# How to use



## Sumrlusha (Mar 25, 2013)

I just joined and frankly having a hard time navigating.  I want to post a thread on a Starwood topic and see my replies how would I go about this please be specific


----------



## DeniseM (Mar 25, 2013)

You have already replied on the Starwood forum - click here - http://tugbbs.com/forums/showthread.php?p=1442982#post1442982


----------



## brigechols (Mar 25, 2013)

Welcome! Go to the Starwood board and start a new thread. Then go to thread tools and select "Subscribe to this thread" to receive an automatic update with replies.


----------



## Passepartout (Mar 25, 2013)

Go to the Starwood forum.
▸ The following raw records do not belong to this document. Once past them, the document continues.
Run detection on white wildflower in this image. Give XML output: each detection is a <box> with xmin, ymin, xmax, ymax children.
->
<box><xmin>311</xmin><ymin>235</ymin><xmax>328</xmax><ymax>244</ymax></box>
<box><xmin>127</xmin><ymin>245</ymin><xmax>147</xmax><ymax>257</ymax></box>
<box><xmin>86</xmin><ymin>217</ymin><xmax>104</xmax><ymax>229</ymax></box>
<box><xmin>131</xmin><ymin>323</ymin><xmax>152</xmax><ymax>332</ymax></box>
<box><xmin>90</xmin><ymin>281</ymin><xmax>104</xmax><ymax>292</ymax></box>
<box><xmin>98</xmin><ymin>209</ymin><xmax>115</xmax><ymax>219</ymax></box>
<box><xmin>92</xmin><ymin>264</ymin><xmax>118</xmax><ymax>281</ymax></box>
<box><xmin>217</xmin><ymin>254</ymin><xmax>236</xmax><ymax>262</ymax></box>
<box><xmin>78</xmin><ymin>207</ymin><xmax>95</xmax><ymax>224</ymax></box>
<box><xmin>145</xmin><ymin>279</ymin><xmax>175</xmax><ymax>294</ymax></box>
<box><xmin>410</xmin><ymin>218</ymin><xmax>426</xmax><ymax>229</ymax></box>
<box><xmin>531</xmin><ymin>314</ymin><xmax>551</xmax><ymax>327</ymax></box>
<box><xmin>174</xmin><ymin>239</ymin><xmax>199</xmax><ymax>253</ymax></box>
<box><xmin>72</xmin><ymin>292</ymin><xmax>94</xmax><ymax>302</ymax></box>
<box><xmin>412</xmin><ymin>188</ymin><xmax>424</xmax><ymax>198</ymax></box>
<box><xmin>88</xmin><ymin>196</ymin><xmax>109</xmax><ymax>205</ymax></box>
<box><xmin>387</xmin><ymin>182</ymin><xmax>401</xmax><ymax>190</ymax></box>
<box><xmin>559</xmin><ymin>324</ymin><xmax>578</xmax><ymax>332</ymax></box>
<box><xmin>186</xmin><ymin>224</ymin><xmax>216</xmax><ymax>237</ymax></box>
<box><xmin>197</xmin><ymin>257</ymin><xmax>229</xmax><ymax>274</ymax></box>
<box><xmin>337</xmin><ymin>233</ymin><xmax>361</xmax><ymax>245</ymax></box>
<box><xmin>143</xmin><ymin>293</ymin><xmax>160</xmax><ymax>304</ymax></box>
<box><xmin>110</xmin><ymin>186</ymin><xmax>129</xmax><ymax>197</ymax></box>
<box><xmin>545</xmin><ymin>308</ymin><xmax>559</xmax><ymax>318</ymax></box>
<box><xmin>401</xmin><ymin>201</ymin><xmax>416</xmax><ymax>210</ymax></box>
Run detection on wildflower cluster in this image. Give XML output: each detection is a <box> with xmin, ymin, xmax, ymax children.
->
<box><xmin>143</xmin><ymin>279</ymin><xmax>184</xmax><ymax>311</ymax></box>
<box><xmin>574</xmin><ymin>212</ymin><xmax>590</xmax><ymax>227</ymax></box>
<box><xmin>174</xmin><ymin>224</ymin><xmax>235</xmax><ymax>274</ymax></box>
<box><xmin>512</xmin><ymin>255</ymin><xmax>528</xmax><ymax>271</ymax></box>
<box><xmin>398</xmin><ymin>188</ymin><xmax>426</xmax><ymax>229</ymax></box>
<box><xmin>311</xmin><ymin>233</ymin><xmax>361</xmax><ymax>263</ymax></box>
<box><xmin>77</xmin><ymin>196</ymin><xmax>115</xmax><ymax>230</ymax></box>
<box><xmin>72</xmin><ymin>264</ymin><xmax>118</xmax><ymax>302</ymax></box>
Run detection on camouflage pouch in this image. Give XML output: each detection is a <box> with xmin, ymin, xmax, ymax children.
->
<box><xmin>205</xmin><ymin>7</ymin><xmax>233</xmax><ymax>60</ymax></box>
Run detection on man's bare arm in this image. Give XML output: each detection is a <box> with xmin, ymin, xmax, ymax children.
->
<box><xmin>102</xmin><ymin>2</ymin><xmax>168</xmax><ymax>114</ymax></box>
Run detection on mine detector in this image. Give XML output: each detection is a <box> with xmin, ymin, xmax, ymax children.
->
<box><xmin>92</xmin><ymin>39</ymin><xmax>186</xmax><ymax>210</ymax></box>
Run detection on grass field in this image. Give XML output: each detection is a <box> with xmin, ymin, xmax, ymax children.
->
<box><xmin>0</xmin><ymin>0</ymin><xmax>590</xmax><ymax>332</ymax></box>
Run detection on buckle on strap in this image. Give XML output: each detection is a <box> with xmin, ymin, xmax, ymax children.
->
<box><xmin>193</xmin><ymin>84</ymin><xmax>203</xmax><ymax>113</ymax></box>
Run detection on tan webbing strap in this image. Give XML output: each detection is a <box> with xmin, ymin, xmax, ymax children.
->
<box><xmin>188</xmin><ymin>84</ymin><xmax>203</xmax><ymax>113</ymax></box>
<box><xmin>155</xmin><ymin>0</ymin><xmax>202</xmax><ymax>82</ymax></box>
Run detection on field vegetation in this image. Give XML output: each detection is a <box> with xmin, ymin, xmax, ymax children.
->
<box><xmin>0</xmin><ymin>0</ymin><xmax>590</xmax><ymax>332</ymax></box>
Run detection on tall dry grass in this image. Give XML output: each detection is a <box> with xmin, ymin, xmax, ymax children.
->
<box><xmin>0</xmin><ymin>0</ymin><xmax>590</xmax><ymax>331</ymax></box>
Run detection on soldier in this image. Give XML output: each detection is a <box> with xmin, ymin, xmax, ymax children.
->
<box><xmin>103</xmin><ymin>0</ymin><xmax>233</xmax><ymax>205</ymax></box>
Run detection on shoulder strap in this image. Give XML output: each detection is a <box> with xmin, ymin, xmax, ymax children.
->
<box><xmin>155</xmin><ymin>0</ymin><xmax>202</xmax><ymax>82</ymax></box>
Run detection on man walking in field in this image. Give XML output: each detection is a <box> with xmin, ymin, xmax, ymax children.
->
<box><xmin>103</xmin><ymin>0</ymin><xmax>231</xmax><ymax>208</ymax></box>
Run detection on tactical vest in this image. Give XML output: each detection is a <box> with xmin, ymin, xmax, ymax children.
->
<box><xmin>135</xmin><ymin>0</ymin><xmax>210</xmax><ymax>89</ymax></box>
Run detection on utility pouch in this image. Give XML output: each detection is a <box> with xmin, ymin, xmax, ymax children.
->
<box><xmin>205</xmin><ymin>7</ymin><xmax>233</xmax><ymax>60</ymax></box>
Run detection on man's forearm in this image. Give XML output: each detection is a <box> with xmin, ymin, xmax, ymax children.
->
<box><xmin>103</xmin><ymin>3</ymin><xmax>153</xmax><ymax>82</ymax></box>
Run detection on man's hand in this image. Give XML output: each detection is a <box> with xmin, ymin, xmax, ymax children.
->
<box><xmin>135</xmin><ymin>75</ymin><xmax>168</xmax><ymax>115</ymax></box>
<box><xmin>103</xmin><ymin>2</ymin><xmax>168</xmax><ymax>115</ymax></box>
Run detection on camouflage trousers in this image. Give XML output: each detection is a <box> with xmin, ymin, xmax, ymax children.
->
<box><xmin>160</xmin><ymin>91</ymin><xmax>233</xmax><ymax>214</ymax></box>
At the top left corner, you'll find a button marked 'New Thread'. Click that, enter a Title, and post away. when finished, at the bottom of the area where you typed your message, there are two buttons, 'Submit Post' or 'Preview Thread'. If you want to see what your thread will look like, click 'Preview', make whatever edits you wish then click Submit to post it. That's all there is to it.

Welcome to TUG


----------



## TUGBrian (Mar 25, 2013)

can also find help topics for most common forum tasks here

http://www.tugbbs.com/forums/showthread.php?t=21619


----------



## Sumrlusha (Mar 25, 2013)

Thank you all


----------